Notice that the setosa
was chosen as the class 32 times (vs 36) – yet the classification error for it is still zero?
fit <- randomForest(f, data=iris_train, proximity=TRUE, ntree=5) print(fit$importance) MeanDecreaseGini sepal_length 1.735648 sepal_width 1.939250 petal_length 28.977475 petal_width 33.199627 print(fit) Call: randomForest(formula = f, data = iris_train, proximity = TRUE, ntree = 5) Type of random forest: classification Number of trees: 5 No. of variables tried at each split: 2 OOB estimate of error rate: 6.82% Confusion matrix: setosa versicolor virginica class.error setosa 32 0 0 0.00000000 versicolor 0 29 1 0.03333333 virginica 0 5 21 0.19230769 >
I am missing something basic here: how can the the number of chosen instances for a particular class vary yet the classification error remain unaffected?
Best Answer
Setosa is simply easily separated.

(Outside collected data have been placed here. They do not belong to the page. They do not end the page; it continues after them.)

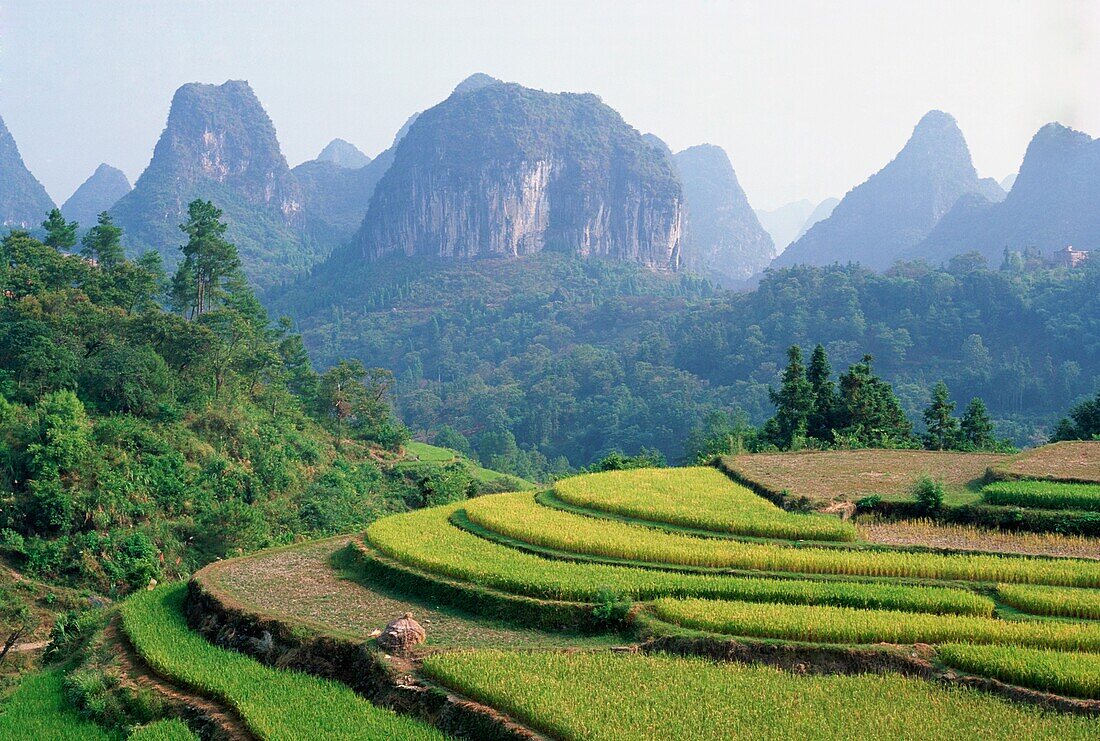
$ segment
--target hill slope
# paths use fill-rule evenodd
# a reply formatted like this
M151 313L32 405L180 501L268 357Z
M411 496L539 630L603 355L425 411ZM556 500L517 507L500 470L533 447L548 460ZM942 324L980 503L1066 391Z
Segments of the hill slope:
M130 181L122 170L101 164L62 204L61 213L82 227L95 226L96 217L118 203L130 190Z
M36 227L53 207L53 199L23 164L15 138L0 118L0 226Z
M955 119L931 111L893 161L849 191L829 218L810 227L774 265L858 262L886 269L968 193L1003 197L995 182L978 179Z

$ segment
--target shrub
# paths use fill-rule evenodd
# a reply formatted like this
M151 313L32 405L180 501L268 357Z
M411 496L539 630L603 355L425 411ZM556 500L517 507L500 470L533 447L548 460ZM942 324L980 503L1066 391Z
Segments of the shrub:
M939 512L943 509L943 484L930 476L922 476L913 485L913 498L925 512Z

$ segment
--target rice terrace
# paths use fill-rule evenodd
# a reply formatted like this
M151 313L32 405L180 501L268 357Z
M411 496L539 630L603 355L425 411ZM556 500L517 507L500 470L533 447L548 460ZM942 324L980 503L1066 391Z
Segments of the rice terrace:
M1100 741L1100 2L0 1L0 741Z

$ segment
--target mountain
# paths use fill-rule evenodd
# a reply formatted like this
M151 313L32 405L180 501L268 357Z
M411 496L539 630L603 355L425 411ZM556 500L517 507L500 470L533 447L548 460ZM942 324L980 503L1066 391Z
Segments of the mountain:
M684 188L685 267L722 285L768 267L775 244L749 206L725 150L700 144L673 159Z
M930 111L893 161L849 191L774 266L857 262L883 270L928 236L966 193L1004 196L995 181L978 178L955 119Z
M595 95L479 76L409 127L354 253L514 257L549 248L675 269L682 208L668 158Z
M349 170L358 170L360 167L366 167L370 164L370 157L360 152L359 148L351 142L343 139L333 139L317 155L317 161L331 162Z
M756 218L760 219L760 225L771 235L777 250L782 252L801 234L802 226L813 210L814 204L803 198L774 211L757 210Z
M15 138L0 118L0 226L36 227L53 207L53 199L23 164Z
M1066 245L1100 248L1100 139L1051 123L1032 138L1003 201L960 201L918 249L933 262L976 250L996 265L1005 249Z
M291 170L303 212L323 241L341 245L351 239L367 213L378 181L393 155L386 150L363 167L349 169L320 157Z
M225 213L228 238L261 288L302 272L331 248L302 209L275 127L247 82L190 83L176 91L152 161L111 213L138 252L179 257L187 204Z
M1015 183L1016 173L1005 175L1005 179L1001 181L1001 190L1003 190L1005 193L1008 193L1010 190L1012 190L1012 186L1015 185Z
M814 206L814 210L810 212L810 215L806 217L806 221L802 223L802 228L798 230L795 239L798 239L803 234L810 231L810 227L817 222L829 218L838 203L840 203L839 198L826 198L824 201Z
M85 180L69 200L61 206L61 213L69 221L82 227L95 226L96 218L131 190L130 180L122 170L101 164L91 177Z

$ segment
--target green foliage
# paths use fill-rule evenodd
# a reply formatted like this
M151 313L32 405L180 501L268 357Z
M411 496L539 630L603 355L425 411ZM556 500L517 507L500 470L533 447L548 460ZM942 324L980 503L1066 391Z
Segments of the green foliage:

Look at petal length vs petal width, for example. You can draw a box that will be entirely setosa and not leave any setosa out. RF is learning the shape of that box. That's why it's never misclassified. Conversely, in the case of the other two classes, no such box can be drawn — either it won't include all of a species, or it will also include some of another species' points. So that's the source of error for the other two classes: many boxes must be drawn, to progressively improve the purity of the resulting split. Those boxes will not have information about the out-of-sample points, so some of the boxes will inadvertently generalize poorly. The distance of Setosa from the rest of the classes means that a large number of alternative boxes are effective, which mitigates this effect.